Many will answer no, hence why we need to get creative to get their cooperation.
 
I think that one of the big things to keep in mind is that libraries are much more secretive than IRL medieval ones, this is a world where the wrong book can quite literally kill or worse. I do not just mean magic books, consider the books of cults and guilds, the secrets they would kill for, consider as well the mysteries of a history that is filled with all sorts of strife and intrigue. Are you sure you want to let those strangers into your library? For money?

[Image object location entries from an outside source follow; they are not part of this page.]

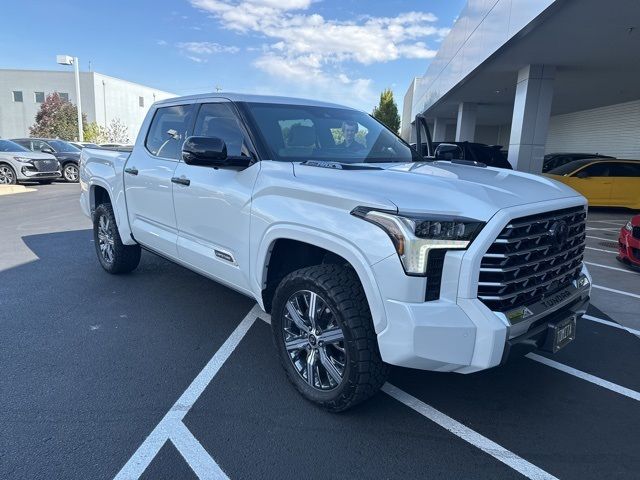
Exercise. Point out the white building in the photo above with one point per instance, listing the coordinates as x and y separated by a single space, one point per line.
537 77
103 98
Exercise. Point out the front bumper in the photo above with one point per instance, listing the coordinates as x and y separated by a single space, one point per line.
32 175
465 336
458 332
629 249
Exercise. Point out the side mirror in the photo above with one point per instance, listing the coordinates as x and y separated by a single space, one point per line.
448 151
210 152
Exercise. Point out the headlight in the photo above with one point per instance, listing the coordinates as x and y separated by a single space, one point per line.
415 235
23 159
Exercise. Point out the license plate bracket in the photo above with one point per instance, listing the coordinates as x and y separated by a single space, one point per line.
560 334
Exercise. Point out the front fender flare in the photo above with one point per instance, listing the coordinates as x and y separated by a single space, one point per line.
319 238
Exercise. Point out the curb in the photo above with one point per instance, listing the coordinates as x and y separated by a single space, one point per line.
11 189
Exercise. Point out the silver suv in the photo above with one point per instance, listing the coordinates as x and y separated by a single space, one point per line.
17 164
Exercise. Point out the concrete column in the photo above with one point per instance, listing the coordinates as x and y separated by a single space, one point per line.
439 129
530 122
466 127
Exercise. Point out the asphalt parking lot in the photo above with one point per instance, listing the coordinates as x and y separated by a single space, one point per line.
165 374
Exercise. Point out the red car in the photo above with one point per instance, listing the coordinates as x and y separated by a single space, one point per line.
629 243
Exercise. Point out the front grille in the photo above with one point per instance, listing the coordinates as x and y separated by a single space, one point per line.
532 257
46 165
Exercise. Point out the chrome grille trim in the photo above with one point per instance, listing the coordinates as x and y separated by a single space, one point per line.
46 165
525 263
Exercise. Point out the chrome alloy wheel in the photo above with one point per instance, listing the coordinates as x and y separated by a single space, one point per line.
105 238
71 173
314 340
6 175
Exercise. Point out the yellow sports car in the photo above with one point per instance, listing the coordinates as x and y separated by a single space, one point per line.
606 182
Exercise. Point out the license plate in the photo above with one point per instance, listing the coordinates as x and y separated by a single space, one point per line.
564 332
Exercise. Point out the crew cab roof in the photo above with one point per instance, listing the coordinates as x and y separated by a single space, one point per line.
243 97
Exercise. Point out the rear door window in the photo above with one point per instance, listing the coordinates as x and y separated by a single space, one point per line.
625 170
168 131
598 170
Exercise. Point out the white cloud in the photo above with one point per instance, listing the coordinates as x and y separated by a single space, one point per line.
304 45
198 51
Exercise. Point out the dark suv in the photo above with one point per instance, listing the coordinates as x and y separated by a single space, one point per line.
67 154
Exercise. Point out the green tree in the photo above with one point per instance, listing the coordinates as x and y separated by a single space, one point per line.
117 132
95 133
57 118
387 111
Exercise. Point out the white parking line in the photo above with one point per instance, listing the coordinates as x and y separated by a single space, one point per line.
614 387
605 239
465 433
601 250
611 268
613 290
611 324
171 426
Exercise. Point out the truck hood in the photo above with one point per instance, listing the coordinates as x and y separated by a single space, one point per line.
439 187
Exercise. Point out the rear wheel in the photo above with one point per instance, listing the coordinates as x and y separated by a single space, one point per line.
70 172
7 175
325 338
114 256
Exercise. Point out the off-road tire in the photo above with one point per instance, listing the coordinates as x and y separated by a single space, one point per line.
125 258
364 372
13 178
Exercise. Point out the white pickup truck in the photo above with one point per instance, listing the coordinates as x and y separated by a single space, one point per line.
365 253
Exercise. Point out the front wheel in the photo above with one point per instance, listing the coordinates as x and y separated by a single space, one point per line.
70 172
325 338
114 256
7 175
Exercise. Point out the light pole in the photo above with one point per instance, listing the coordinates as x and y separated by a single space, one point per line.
67 60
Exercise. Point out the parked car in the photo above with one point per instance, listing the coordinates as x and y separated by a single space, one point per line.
629 243
67 154
490 155
364 254
555 160
17 164
81 145
605 182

Many will answer no, hence why we need to get creative to get their cooperation.
I think most of that will actually not that big of a problem. I doubt the libraries we make deals with will not ask us to not copy certain books that we don't even get shown. Books are fairly mobile within a library so them screening the books we copy should not be a problem.
 
More importantly if the We begin to understand fiction, how long until Mathilde gets to add Spider "Romance" to her collection?
…How would the spider romance even work? The We are a self-perpetuating singular entity that only really reproduces by splitting themselves.

Hmm, maybe what happened with the Karak will become their model for romance? Finding a nice, stable civilization to support you that needs whatever large-scale function you decide to fulfill.
 
…How would the spider romance even work? The We are a self-perpetuating singular entity that only really reproduces by splitting themselves.

Hmm, maybe what happened with the Karak will become their model for romance? Finding a nice, stable civilization to support you that needs whatever large-scale function you decide to fulfill.
I-it's not like I want to revolutionize your textile industry with my silk or anything B-baka.
 
Clearly our scribes need to be trained up as randald worshipping ninja scribes that can sneak in and copy books undetected if other libraries prove recalcitrant.
…Does it really count as stealing if they still possess their copy of it? Actually, better question, do copyright laws exist?
I-it's not like I want to revolutionize your textile industry with my silk or anything B-baka.
…Wow that was quick. The sad thing is I'm not even surprised someone jumped straight to tsundere spider hiveminds.
 
As I recall, that option is less, "Man, that library has a really cool book I want, go get it for me guys," and more, "100 GOLD A BOOK! OPEN SEASON EVERYBODY!" lol
No, it's a bounty system for specific books.

They aquire the elusive misprint " Magda Wesen in an adventure to EASTERN STIRLAND?!" and we give them a preagreed amount for it.